OK, I see your point - I realize there is finite time to write rules,
and hadn't thought about the notion of directing that energy to rules
with higher FP rates.  I had been drinking the SA Kool-Aid a bit too
much about lots of little rules and letting the score-assignment process
sort them out...

> In general it strikes me as a problem with email generated by some
> homebrew tool that isn't working properly. If it was generated by a
> common tool, we'd be seeing a lot of these, but a 3.1% false positive
> rate for the whole rule (not just this case) is pretty low.
>
> I know it's a bit harsh, but I'm not terribly inclined to jump to change
> SA to address rare-case false positives resulting from broken tools that
> aren't in mainstream use and don't have a significant impact on SA's
> global false positive rate.

No worries, That's totally fair.  My splitting suggestion was somewhat
driven by curiousity - I have no idea which direction the scores of the
split rules would move.

> Unless someone knows of a mainstream FP case here, I'd be inclined to
> suggest either fixing the generator (best option, as some mail clients
> may barf on that output anyway), or locally zero the rule if you're the
> 1 in a million people who gets badly malformed email on a regular basis.

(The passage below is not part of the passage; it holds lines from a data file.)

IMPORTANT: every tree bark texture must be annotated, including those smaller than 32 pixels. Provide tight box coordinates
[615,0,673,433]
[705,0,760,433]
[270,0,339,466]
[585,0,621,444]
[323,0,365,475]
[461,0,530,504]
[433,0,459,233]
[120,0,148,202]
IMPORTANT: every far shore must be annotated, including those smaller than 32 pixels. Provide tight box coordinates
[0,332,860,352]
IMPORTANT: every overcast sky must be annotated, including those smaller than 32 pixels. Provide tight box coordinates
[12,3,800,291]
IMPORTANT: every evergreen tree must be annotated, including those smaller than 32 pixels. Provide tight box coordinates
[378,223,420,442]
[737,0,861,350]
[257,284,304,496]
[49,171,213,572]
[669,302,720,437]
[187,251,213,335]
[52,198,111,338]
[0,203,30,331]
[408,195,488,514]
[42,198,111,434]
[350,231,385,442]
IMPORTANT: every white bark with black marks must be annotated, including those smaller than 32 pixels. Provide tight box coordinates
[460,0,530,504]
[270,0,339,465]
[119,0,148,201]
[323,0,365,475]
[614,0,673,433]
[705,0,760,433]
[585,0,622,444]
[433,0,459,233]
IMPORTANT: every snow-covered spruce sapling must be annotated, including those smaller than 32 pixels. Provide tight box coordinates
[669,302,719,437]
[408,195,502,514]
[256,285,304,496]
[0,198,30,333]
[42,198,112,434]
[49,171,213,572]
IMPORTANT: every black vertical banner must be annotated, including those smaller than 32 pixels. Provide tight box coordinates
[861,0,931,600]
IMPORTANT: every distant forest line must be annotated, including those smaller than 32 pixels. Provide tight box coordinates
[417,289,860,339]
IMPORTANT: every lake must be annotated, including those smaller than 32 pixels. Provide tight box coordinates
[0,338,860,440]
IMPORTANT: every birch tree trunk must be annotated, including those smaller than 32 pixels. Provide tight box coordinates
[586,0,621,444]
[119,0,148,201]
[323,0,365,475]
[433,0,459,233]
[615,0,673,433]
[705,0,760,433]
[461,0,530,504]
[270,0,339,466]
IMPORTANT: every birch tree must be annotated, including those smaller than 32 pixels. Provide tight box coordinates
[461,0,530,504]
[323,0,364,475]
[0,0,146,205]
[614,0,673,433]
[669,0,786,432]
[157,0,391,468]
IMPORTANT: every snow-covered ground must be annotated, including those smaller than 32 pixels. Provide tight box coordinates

I'm not the one with the problem - I was just commenting that I thought
the MPART_ALT_DIFF should not have fired on the message in question
because the description says

  BODY: HTML and text parts are different

rather than

  BODY: HTML and text parts are different or text part is missing

It's certainly reasonable to consider a missing text part in
multipart/alternative as non-matching.